Despite record investment activity, the market recorded the lowest annual volume of new construction in its history. These factors are driving higher demand for existing properties, creating favorable conditions for investors in commercial real estate and real estate funds.
Record-High Investment and Record-Low Construction Activity
Domestic commercial real estate once again became an attractive asset class for Czech companies and investors last year. According to CBRE analysis, Czech capital accounted for 87% of the total investment volume. The largest share of investment was directed into mixed-use properties, driven by the sale of major complexes such as Palladium and Atrium Flora. Despite the record level of investment, the market saw the lowest annual volume of new construction on record, with only 26,600 sqm of office space completed. This was caused, among other factors, by high interest rates, rising construction costs, and lengthy permitting processes. These conditions have also affected the overall vacancy rate, which declined to 5.9%.

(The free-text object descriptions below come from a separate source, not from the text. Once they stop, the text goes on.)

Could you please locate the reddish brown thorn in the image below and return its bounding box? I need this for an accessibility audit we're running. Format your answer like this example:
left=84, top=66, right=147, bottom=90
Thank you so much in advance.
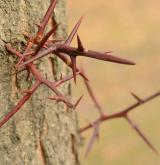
left=121, top=91, right=160, bottom=115
left=65, top=16, right=83, bottom=45
left=77, top=35, right=85, bottom=52
left=56, top=52, right=89, bottom=81
left=56, top=44, right=135, bottom=66
left=6, top=44, right=76, bottom=110
left=81, top=50, right=136, bottom=65
left=46, top=44, right=133, bottom=66
left=37, top=0, right=57, bottom=39
left=79, top=91, right=160, bottom=133
left=70, top=56, right=77, bottom=84
left=84, top=122, right=100, bottom=158
left=34, top=24, right=58, bottom=55
left=74, top=95, right=84, bottom=108
left=131, top=92, right=143, bottom=102
left=125, top=116, right=158, bottom=155
left=79, top=67, right=89, bottom=81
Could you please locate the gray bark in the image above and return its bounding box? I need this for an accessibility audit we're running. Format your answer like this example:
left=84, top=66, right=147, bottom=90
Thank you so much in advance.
left=0, top=0, right=78, bottom=164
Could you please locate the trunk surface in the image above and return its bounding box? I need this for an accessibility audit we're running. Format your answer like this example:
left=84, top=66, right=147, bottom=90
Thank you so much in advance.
left=0, top=0, right=78, bottom=164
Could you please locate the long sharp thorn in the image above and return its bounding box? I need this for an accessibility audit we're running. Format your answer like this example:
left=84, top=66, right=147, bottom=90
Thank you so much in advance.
left=37, top=0, right=57, bottom=37
left=56, top=52, right=89, bottom=81
left=74, top=95, right=84, bottom=108
left=84, top=123, right=100, bottom=158
left=131, top=92, right=143, bottom=102
left=77, top=34, right=85, bottom=52
left=35, top=24, right=58, bottom=55
left=126, top=117, right=158, bottom=155
left=81, top=50, right=136, bottom=65
left=70, top=56, right=77, bottom=84
left=65, top=16, right=83, bottom=45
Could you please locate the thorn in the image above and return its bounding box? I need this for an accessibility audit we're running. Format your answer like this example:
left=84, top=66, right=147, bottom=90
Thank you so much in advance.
left=34, top=24, right=58, bottom=55
left=70, top=56, right=77, bottom=84
left=84, top=122, right=100, bottom=158
left=131, top=92, right=143, bottom=102
left=77, top=34, right=85, bottom=52
left=80, top=67, right=89, bottom=81
left=81, top=50, right=136, bottom=65
left=65, top=16, right=83, bottom=45
left=37, top=0, right=57, bottom=38
left=126, top=117, right=159, bottom=155
left=74, top=95, right=84, bottom=108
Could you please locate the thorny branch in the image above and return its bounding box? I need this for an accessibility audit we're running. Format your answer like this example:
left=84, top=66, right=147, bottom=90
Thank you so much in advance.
left=80, top=90, right=160, bottom=156
left=1, top=0, right=159, bottom=159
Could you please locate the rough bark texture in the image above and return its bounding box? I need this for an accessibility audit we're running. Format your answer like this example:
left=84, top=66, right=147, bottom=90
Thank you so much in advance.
left=0, top=0, right=78, bottom=164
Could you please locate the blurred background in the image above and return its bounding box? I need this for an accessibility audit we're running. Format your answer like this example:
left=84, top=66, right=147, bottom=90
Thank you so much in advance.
left=67, top=0, right=160, bottom=165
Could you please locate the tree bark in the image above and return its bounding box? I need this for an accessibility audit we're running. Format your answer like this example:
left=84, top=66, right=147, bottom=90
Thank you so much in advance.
left=0, top=0, right=78, bottom=164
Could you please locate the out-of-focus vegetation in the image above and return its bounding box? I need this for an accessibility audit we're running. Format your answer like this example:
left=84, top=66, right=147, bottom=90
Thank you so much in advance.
left=67, top=0, right=160, bottom=164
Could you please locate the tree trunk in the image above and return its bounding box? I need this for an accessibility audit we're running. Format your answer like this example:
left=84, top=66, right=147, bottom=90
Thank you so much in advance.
left=0, top=0, right=78, bottom=164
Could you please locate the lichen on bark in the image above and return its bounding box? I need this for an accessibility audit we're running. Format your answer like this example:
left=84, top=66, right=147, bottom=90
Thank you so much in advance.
left=0, top=0, right=79, bottom=164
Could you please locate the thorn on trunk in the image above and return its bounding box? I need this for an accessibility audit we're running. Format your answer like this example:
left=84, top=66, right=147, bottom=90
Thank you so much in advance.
left=70, top=56, right=77, bottom=84
left=77, top=35, right=85, bottom=52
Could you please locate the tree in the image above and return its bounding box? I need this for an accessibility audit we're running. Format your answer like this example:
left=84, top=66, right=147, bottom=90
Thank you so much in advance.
left=0, top=0, right=78, bottom=164
left=0, top=1, right=159, bottom=165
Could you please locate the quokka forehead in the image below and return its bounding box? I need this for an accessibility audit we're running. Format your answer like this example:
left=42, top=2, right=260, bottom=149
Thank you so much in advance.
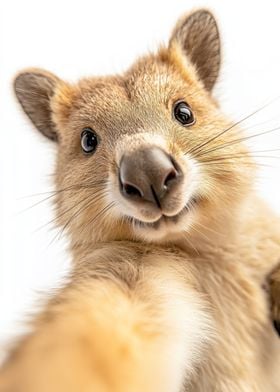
left=68, top=57, right=201, bottom=115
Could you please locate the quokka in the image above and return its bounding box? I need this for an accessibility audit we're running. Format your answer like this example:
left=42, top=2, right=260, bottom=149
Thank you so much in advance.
left=1, top=8, right=280, bottom=392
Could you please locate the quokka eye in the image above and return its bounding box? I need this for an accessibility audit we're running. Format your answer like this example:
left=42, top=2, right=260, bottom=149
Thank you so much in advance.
left=173, top=101, right=195, bottom=126
left=81, top=128, right=99, bottom=154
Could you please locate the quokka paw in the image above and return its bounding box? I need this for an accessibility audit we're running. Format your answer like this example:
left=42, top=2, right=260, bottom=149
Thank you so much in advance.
left=269, top=266, right=280, bottom=336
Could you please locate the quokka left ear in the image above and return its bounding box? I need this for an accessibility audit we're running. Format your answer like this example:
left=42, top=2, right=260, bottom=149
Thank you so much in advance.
left=169, top=9, right=221, bottom=92
left=14, top=69, right=61, bottom=141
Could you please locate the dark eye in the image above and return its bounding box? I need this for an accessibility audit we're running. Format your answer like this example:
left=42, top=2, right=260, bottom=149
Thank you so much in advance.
left=173, top=101, right=195, bottom=126
left=81, top=128, right=99, bottom=154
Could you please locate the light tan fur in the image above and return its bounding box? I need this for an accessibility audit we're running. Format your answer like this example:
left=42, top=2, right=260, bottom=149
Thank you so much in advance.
left=1, top=8, right=280, bottom=392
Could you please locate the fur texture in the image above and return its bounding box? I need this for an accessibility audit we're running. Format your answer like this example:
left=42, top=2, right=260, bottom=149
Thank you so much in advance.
left=1, top=8, right=280, bottom=391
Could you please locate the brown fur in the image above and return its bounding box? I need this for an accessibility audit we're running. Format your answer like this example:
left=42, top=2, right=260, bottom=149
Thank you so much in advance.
left=1, top=9, right=280, bottom=391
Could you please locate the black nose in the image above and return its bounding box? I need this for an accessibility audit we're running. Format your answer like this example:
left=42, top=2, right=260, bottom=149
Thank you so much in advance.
left=119, top=147, right=182, bottom=208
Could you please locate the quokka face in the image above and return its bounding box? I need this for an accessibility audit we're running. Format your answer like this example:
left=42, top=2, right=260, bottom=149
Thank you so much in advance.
left=14, top=10, right=255, bottom=246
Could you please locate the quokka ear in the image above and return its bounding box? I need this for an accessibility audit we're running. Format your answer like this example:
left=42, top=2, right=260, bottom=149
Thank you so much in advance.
left=14, top=69, right=61, bottom=141
left=169, top=9, right=221, bottom=91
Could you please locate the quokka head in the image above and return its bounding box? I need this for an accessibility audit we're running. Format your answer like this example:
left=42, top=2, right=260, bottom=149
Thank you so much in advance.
left=14, top=9, right=255, bottom=247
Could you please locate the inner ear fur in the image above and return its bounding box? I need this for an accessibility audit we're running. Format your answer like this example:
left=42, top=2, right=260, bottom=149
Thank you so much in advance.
left=169, top=9, right=221, bottom=91
left=14, top=69, right=61, bottom=141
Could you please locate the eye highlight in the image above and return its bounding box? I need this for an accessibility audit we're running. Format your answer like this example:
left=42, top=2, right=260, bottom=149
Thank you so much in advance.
left=173, top=101, right=195, bottom=126
left=81, top=128, right=99, bottom=154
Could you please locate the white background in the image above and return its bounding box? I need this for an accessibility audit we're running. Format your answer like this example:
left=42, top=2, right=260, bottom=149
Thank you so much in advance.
left=1, top=0, right=280, bottom=355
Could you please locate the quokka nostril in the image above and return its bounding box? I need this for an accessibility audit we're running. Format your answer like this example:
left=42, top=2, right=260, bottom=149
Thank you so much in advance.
left=164, top=169, right=178, bottom=187
left=123, top=183, right=143, bottom=198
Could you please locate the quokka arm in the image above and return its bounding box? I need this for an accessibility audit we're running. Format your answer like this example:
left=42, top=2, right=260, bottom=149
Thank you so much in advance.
left=0, top=243, right=212, bottom=392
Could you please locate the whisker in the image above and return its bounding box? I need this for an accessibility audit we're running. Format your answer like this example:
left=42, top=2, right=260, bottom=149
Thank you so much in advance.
left=17, top=180, right=108, bottom=214
left=186, top=99, right=280, bottom=157
left=197, top=160, right=276, bottom=169
left=19, top=179, right=108, bottom=199
left=194, top=126, right=280, bottom=159
left=181, top=230, right=200, bottom=255
left=55, top=191, right=109, bottom=241
left=18, top=192, right=61, bottom=214
left=35, top=188, right=107, bottom=234
left=200, top=154, right=280, bottom=162
left=80, top=201, right=116, bottom=236
left=47, top=192, right=109, bottom=247
left=194, top=220, right=223, bottom=237
left=34, top=193, right=94, bottom=234
left=190, top=222, right=212, bottom=243
left=244, top=116, right=280, bottom=132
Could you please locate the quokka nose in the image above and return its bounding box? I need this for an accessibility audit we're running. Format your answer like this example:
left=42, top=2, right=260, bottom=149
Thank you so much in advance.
left=119, top=147, right=182, bottom=208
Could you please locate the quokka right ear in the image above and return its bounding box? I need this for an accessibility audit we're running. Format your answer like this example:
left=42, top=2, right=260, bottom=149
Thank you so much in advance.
left=169, top=9, right=221, bottom=92
left=14, top=69, right=61, bottom=141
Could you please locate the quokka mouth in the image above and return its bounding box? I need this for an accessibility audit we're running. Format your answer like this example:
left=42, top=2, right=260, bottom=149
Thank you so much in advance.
left=130, top=197, right=199, bottom=230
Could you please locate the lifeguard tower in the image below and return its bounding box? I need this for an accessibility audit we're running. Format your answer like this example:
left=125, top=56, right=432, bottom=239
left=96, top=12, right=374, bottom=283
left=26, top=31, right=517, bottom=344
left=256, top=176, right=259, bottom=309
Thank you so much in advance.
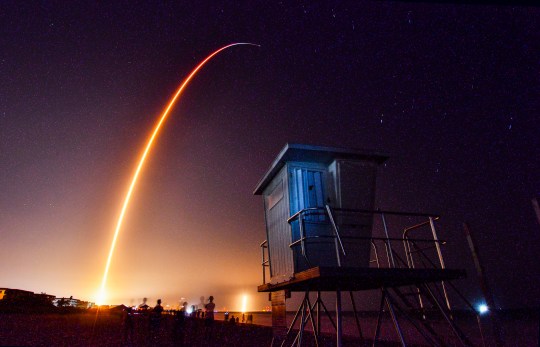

“Low vacancy rates in commercial properties combined with record investment volumes highlight the strong potential of the Czech real estate market. A key indicator for us is the share of office buildings in total transaction volumes. This figure confirms strong demand for high-quality office space, which is very positive news for our investors,” adds Josef Eim, Vice-Chairman of the Board of Directors of Českomoravská Nemovitostní.
According to Knight Frank analysis, investments in office buildings accounted for just under a quarter of all transactions. The limited supply of newly completed buildings and low vacancy rates are increasing demand for existing office space. Financing new projects has become significantly more expensive due to high interest rates, and no substantial reduction is expected in the near term. Combined with high costs of construction materials, labor, and energy, the development of new commercial buildings is more expensive than ever before. This strengthens the position of investment groups with high-quality properties, which—thanks to strong demand and limited supply—can lease their space to creditworthy tenants and create a stable environment for their investors.
Prime yields on properties located on Prague’s main high streets declined by 25 basis points, while yields across other market segments remained unchanged. No major fluctuations are expected in 2026. Following the exceptionally strong investment year of 2025, transaction volumes in 2026 are expected to be somewhat lower, with office properties likely to play a dominant role.
The Czech National Bank continues to signal a cautious and restrictive approach to monetary policy, with no significant interest rate cuts expected in the near term. The European Central Bank has also kept its rates unchanged, and available forecasts suggest rate stability throughout 2026 as well.